APPA and NRECA submitted comments in response to a Notice of Inquiry on transmission incentives last year, advocating against overly generous incentives that focus on project benefits and instead maintain the current framework based on a project’s risks and challenges. FERC has been criticized for “rubber-stamping” any incentives requested by a transmission developer. Comments on the NOPR will be due 90 days from publication in the Federal Register.
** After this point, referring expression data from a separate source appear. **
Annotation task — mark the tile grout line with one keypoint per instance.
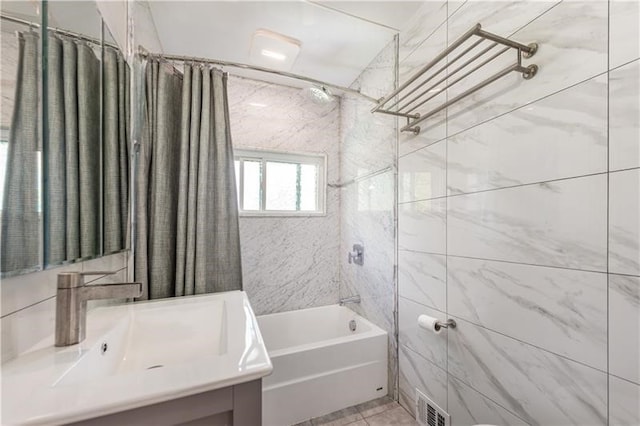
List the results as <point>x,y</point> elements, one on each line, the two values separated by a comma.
<point>512,262</point>
<point>484,327</point>
<point>490,399</point>
<point>541,182</point>
<point>608,391</point>
<point>529,103</point>
<point>446,217</point>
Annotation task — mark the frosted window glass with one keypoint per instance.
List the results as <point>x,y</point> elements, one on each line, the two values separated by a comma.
<point>236,165</point>
<point>252,172</point>
<point>282,186</point>
<point>308,187</point>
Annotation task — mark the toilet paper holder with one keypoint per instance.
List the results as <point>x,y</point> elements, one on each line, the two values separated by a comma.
<point>445,324</point>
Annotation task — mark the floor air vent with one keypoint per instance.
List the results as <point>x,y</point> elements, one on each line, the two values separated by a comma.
<point>428,413</point>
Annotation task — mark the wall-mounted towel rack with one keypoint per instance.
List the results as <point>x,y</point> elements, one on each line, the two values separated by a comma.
<point>411,97</point>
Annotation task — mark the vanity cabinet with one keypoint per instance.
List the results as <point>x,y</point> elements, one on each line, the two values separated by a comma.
<point>238,405</point>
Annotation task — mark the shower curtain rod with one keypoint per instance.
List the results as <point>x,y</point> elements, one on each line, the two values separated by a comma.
<point>178,58</point>
<point>57,30</point>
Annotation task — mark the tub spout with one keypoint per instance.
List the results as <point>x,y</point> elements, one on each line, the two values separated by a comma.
<point>352,299</point>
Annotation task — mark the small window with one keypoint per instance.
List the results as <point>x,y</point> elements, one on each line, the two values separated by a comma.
<point>280,184</point>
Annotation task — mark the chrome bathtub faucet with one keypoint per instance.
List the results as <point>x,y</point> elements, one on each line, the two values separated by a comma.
<point>351,299</point>
<point>71,302</point>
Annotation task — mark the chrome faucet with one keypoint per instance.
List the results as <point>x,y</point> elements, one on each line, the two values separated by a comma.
<point>71,303</point>
<point>352,299</point>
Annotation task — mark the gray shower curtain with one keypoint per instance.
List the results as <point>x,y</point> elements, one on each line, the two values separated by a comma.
<point>116,150</point>
<point>20,211</point>
<point>73,160</point>
<point>187,226</point>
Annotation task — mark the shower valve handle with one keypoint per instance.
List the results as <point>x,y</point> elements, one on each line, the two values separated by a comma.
<point>357,255</point>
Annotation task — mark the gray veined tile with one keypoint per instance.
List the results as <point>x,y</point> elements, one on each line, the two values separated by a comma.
<point>422,226</point>
<point>537,386</point>
<point>469,408</point>
<point>624,327</point>
<point>418,373</point>
<point>624,222</point>
<point>570,33</point>
<point>535,143</point>
<point>430,16</point>
<point>500,17</point>
<point>624,33</point>
<point>561,310</point>
<point>624,402</point>
<point>422,277</point>
<point>624,116</point>
<point>561,223</point>
<point>422,174</point>
<point>431,346</point>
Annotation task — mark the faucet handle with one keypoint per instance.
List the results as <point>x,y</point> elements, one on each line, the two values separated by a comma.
<point>89,273</point>
<point>75,279</point>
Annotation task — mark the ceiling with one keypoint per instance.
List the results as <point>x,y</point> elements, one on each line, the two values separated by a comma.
<point>338,39</point>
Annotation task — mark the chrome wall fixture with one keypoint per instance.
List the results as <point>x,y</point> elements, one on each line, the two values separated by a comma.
<point>410,97</point>
<point>178,58</point>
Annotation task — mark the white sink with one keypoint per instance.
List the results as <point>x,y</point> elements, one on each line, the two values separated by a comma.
<point>135,355</point>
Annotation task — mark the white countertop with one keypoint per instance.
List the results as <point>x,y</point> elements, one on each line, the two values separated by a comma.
<point>49,385</point>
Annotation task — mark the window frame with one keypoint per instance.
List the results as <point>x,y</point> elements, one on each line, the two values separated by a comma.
<point>264,156</point>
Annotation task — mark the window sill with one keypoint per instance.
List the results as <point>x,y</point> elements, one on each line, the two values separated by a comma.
<point>283,214</point>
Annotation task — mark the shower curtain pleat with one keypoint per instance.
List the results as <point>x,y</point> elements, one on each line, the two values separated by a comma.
<point>89,149</point>
<point>56,187</point>
<point>116,146</point>
<point>72,140</point>
<point>187,235</point>
<point>73,160</point>
<point>225,268</point>
<point>20,239</point>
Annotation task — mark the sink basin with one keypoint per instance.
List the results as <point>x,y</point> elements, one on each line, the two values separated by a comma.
<point>153,336</point>
<point>135,355</point>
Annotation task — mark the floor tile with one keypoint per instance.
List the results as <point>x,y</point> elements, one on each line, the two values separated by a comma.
<point>397,417</point>
<point>376,406</point>
<point>339,418</point>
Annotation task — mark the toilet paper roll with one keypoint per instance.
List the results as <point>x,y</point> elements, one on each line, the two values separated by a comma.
<point>429,323</point>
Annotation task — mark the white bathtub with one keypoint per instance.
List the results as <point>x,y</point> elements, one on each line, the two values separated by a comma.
<point>319,364</point>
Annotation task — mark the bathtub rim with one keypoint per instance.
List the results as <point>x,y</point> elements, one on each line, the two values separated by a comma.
<point>374,331</point>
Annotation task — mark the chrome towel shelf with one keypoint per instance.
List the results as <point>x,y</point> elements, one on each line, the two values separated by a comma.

DOE Issues Final CEII Rule

Update provided by Meguire Whitney

On March 16, the Department of Energy published in the Federal Register a final rule that clarifies the processes by which the agency will designate information as critical electric infrastructure information (CEII), thereby shielding it from Freedom of Information Act requests. Section 215 of the Federal Power Act gives FERC and the DOE the authority to designate information as CEII; this includes information utilities routinely or intermittently provide to those agencies. Under the rule, a utility may request that certain information it provides be considered CEII, and the DOE will treat it as such until and unless the DOE makes a contrary determination. The DOE agreed with comments provided by APPA and NRECA not to disclose information whose CEII designation has lapsed before allowing the affected party time to request that the information should remain CEII. The rule takes effect on May 15, 2020.